Naja, wer jedenfalls prüft, sich selbst und seine Informationen, sich eine möglichst breite Informationsbasis schafft, nicht glaubt die Wahrheit zu kennen, aber trotzdem nach Erkenntnissen strebt, der ist auf nem ganz guten Weg und macht nichts anderes, als ich es immer getan habe.

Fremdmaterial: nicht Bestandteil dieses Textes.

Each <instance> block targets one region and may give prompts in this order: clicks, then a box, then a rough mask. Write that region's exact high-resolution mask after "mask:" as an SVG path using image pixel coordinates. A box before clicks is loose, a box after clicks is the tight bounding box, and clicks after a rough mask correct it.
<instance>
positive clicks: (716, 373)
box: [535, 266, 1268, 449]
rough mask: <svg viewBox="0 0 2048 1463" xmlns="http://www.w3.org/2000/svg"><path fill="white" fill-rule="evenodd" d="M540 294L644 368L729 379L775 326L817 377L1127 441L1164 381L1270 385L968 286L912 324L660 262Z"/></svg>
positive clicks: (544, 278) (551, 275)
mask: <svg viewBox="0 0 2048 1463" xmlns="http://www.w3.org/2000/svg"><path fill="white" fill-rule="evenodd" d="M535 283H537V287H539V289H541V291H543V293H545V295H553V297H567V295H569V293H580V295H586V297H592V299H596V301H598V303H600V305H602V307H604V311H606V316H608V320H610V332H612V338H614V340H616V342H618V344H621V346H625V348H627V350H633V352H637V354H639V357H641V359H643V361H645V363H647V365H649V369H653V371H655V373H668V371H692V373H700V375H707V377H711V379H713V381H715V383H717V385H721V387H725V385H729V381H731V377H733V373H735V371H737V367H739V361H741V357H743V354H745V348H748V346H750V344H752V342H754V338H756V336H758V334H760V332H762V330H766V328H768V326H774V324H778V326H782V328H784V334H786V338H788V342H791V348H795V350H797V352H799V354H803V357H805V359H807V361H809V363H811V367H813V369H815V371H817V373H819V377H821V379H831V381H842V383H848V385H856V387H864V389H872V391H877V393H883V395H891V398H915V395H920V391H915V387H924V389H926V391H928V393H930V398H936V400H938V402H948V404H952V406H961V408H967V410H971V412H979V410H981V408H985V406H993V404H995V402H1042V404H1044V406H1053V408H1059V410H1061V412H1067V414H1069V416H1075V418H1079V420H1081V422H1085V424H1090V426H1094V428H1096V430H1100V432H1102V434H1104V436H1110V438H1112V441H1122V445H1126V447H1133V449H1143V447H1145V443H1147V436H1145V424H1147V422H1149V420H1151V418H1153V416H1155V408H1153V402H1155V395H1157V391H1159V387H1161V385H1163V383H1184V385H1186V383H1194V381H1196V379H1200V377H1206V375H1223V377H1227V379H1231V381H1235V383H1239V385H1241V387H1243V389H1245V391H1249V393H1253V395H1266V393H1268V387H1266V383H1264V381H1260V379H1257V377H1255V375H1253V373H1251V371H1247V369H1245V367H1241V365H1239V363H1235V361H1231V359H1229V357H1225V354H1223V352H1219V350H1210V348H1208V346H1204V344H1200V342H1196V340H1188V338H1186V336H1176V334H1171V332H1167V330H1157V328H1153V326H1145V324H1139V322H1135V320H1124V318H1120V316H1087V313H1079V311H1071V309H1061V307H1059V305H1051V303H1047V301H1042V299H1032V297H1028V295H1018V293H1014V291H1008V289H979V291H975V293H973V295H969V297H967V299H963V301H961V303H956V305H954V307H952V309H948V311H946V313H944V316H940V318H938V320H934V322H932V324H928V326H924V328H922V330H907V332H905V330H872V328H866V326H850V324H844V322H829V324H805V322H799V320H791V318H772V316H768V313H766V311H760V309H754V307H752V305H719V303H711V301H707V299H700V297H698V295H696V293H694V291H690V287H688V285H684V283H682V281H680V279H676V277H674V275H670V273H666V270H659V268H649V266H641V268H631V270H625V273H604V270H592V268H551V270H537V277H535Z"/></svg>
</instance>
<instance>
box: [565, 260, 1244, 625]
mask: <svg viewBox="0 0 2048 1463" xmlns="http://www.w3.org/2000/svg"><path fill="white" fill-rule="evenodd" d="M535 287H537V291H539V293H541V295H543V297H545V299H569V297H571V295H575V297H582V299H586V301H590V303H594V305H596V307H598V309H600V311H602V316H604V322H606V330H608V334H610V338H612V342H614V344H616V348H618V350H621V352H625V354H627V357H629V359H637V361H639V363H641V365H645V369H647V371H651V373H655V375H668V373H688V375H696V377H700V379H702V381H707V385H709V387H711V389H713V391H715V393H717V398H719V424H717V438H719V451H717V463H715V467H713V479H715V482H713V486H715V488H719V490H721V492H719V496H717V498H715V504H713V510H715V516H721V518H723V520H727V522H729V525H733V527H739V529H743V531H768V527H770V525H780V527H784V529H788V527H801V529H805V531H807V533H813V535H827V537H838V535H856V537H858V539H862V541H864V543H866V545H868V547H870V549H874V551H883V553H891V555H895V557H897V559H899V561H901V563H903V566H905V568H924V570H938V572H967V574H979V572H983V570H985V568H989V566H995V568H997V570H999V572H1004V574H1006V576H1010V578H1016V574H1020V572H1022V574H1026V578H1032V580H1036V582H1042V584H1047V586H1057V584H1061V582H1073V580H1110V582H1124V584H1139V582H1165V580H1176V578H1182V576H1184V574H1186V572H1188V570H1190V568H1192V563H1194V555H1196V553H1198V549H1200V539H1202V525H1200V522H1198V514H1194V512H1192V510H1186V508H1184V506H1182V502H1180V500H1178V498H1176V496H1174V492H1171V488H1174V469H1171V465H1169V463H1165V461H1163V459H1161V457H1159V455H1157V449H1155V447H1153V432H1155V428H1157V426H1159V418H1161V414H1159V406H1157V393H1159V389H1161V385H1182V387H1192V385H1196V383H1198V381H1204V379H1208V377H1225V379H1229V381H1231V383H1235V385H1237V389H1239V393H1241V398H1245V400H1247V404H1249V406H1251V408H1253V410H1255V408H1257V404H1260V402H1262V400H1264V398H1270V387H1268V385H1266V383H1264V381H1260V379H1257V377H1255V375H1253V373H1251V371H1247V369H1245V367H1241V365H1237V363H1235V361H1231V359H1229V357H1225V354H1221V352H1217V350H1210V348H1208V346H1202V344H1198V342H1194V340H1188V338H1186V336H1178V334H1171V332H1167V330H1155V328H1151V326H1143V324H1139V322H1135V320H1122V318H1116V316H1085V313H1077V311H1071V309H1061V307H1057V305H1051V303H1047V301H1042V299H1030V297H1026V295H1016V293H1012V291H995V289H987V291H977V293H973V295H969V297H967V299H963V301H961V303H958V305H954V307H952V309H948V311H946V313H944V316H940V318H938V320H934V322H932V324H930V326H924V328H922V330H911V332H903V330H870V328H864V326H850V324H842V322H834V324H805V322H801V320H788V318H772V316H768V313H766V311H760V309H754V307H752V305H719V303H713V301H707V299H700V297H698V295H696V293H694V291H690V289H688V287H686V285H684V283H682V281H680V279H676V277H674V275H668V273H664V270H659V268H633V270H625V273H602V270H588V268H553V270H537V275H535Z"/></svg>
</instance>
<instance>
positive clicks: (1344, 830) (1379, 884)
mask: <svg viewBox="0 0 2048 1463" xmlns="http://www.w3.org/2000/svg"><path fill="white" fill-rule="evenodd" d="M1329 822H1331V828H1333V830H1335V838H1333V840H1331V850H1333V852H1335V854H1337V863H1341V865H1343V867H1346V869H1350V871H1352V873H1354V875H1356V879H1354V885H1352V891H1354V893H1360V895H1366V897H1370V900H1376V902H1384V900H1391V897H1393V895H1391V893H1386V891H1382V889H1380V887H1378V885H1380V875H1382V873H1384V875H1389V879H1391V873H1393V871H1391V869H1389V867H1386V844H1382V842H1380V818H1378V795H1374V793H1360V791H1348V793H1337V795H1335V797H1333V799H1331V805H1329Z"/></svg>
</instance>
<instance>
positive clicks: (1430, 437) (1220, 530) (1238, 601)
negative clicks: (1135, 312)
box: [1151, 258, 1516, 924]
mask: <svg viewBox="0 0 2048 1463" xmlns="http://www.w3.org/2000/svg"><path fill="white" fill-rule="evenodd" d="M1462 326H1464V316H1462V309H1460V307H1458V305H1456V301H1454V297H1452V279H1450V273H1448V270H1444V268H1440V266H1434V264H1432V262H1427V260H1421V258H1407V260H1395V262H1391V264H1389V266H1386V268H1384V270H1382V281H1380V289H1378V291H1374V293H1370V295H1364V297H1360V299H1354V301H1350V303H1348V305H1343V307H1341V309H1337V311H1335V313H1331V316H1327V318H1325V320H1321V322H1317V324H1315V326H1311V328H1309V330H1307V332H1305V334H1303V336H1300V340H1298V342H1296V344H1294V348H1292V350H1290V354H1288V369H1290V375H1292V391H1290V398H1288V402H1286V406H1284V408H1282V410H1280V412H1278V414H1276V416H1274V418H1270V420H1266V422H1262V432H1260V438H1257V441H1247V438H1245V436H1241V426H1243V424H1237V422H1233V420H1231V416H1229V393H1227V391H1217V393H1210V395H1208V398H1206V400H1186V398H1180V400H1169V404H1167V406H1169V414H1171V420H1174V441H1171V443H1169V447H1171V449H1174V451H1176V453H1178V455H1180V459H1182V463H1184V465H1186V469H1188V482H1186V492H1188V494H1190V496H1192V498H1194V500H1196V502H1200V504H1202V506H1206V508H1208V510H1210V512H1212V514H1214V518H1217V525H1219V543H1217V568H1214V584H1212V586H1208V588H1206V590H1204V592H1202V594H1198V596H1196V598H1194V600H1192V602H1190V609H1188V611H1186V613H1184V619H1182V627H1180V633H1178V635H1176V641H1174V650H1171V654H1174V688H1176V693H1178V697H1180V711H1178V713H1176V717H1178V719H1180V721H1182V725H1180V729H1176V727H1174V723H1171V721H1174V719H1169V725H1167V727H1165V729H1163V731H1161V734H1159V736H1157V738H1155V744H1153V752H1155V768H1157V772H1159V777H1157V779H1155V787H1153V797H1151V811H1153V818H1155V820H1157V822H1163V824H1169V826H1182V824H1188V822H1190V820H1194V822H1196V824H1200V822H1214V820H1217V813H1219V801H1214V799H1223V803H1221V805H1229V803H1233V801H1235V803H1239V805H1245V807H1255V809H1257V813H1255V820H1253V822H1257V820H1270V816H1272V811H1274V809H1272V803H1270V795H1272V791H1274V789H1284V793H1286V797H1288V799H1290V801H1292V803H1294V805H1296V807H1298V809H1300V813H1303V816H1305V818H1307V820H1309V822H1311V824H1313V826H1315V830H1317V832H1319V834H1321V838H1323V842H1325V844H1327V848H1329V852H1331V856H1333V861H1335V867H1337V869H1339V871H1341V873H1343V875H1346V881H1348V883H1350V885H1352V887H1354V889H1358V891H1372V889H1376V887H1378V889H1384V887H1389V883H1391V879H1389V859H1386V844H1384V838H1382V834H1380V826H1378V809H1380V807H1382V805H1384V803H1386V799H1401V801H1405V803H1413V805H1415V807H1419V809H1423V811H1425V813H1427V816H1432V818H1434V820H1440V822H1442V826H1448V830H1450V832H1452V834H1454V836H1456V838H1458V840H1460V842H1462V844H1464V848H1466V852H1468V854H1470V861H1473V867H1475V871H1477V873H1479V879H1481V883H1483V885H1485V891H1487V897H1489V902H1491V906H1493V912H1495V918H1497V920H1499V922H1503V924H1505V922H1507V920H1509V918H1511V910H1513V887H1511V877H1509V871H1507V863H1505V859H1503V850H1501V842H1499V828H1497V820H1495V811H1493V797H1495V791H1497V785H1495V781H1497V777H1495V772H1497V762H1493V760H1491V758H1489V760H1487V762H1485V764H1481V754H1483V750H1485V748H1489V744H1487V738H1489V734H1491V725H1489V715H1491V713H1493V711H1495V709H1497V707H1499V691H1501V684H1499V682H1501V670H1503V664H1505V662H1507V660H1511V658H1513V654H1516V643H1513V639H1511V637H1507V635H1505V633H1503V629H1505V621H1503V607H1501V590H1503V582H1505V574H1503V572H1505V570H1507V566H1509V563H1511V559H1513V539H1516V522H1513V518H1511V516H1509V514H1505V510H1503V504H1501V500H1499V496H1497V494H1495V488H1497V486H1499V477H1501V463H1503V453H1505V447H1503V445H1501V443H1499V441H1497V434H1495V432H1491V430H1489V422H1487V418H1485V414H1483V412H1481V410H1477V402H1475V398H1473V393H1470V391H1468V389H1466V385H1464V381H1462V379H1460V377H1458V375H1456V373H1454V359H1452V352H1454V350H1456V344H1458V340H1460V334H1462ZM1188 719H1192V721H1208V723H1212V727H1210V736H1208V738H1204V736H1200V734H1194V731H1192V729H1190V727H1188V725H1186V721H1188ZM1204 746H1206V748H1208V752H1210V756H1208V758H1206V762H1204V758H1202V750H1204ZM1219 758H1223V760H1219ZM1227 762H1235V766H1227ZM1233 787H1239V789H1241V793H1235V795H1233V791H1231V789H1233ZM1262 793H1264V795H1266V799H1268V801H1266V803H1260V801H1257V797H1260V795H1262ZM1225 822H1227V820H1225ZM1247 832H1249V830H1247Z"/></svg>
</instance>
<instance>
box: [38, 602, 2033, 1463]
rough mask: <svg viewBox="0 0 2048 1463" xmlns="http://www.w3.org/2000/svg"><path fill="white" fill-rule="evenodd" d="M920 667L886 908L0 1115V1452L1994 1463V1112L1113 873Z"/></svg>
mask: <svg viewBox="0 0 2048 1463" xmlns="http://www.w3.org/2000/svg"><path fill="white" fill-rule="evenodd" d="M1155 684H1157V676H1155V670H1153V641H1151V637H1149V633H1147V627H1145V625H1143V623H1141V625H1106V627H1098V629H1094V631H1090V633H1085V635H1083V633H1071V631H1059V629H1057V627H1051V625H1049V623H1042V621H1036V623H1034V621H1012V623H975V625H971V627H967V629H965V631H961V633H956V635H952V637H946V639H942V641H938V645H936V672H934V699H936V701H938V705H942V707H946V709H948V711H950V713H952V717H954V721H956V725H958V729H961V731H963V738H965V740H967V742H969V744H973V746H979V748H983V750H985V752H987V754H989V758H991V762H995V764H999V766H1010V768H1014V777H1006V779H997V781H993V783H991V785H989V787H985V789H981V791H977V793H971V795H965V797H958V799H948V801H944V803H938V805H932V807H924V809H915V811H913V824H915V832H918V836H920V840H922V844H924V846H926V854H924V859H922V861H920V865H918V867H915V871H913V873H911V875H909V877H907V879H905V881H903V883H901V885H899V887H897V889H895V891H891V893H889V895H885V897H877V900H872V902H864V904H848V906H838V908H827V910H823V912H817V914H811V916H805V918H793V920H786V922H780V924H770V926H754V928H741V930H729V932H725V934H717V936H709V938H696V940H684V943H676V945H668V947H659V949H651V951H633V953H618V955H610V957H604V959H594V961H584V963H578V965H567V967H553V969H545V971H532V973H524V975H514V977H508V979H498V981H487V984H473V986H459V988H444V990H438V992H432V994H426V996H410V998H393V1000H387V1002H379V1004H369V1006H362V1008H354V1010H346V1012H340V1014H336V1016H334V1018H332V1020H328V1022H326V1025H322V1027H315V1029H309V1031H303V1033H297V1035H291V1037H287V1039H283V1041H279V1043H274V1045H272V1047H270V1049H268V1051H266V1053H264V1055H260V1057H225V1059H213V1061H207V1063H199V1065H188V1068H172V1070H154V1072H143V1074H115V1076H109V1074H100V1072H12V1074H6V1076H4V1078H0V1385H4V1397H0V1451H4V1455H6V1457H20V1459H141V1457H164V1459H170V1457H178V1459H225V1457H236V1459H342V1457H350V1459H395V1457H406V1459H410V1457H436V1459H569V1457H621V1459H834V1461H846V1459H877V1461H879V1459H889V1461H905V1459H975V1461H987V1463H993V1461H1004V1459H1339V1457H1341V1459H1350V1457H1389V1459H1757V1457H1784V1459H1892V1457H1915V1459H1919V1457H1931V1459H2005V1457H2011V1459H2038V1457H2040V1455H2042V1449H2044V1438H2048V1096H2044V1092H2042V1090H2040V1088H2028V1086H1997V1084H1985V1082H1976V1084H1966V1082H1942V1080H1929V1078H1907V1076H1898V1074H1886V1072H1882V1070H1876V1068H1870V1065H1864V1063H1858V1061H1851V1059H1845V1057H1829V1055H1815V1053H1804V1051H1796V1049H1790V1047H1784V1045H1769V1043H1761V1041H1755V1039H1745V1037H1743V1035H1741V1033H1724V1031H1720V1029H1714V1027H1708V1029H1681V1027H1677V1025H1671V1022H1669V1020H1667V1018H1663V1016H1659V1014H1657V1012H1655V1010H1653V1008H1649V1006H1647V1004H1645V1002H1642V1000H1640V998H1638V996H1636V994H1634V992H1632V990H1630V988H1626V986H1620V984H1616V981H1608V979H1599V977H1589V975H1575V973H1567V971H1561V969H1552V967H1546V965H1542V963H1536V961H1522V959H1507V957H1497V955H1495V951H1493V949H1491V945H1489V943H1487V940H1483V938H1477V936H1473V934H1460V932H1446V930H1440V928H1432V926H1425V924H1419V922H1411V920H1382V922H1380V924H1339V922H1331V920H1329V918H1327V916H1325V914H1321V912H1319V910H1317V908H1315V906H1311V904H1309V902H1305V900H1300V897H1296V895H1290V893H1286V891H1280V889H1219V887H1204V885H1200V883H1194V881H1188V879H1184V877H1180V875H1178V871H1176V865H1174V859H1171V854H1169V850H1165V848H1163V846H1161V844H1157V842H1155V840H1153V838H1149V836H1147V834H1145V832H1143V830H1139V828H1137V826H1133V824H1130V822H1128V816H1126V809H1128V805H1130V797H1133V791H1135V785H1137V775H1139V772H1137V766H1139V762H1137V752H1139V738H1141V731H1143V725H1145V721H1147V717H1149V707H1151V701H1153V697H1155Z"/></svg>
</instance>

Kurz und knapp: Was wird in Nordkorea weiter passieren

Wie geht es weiter in Nordkorea?
Aktuell deutet meines Erachtens nichts darauf hin, dass sich in Nordkorea schnell etwas ändert. Die neue Führung unter Kim Jong Un hat sich noch immer nicht vollständig konstituiert, weshalb es momentan noch immer nicht so wichtig ist, sich Gesichter und Namen von Ministern etc. zu merken. Die können ganz schnell wieder von der Bühne verschwunden sein. Vielleicht würde ich mir den Namen Choe Ryong-hae mal im Hinterkopf behalten, der kann vielleicht auch auf Dauer wichtig bleiben. Aktuell wichtig, aber nicht mehr lange da, ist Kim Yong-nam. Der Mann erfüllt vor allem Außenpolitisch eine Rolle im Regime, für die ich bisher keinen Nachfolger sehe. Aber er geht stramm auf die 90 zu und ich wundere mich eh, dass er sich so lange in den Dienst des Regimes stellt.
Die aktuelle außenpolitische Lage erlaubt es dem Regime weiterzuwurschteln, ohne dass es sich sorgen zu machen, dass einer der großen Akteure China oder USA ihm allzuviel Aufmerksamkeit schenken. Mit dem aktuellen Regime in Pjöngjang wird es keine koreanische Vereinigung geben und eine Annäherung mit Südkorea und den USA wird, wenn sie stattfindet, extrem langsam und voller Rückschläge verlaufen.
Das Regime weiß, dass zuviel Offenheit, zu viele Kontakte, zu viele wirtschaftliche Möglichkeiten ganz schnell dazu führen können, dass die eiserne Kontrolle über das Volk verloren geht. Es wird daher weiterhin Änderungen nur ganz langsam zulassen, um die Effekte dieser Änderungen messen zu können und sie eventuell wieder rückgängig zu machen. Von innen ist daher bis auf weiteres kein großer Wandel zu erwarten. China und die USA, die aktuell die einzigen Akteure wären, die Änderungen von außen herbeiführen könnten, sind beide mit sich selbst bzw. der volatilen globalen politischen Situation beschäftigt und können daher keine großen Energien auf Pjöngjang richten, das heißt aber auch, dass beide keine unkontrollierten Änderungen dort wollen. Der Status quo dürfte beiden lieber sein, als ein neuer heißer Krisenherd in einer aktuell relativ berechenbaren Region (auch Nordkoreas Provokationen sind berechenbar, lasst Euch da nicht von irgendwelchen blöden Medienhypes kirre machen).
Die eingefrorene politische Situation in Korea wird sich erst ändern, wenn das Regime in Pjöngjang fällt, zumindest wenn man die Perspektive maximal zehn Jahre im Auge hat. Darüber hinaus kann eh kein Mensch gucken (oder glaubt ihr, dass 2005 irgendwer die schwierige Situation, die wir heute mit Russland haben vorhergesagt hätte, oder das, was ISIS gerade macht oder was in Syrien los ist?). Ob das Regime fällt, weiß man aber nicht, man wird das daran erkennen, dass sich plötzlich schnell viel ändert, die Kontrolle nach innen verloren zu gehen scheint (viele Menschen fliehen, es gibt echte interne Konflikte, Militär handelt eigenmächtig). Wenn dieser Moment kommt, kann es sein, dass ich hier wieder einsteige, weil die Geschichte dann eine neue, spannende und wichtige Seite aufschlägt.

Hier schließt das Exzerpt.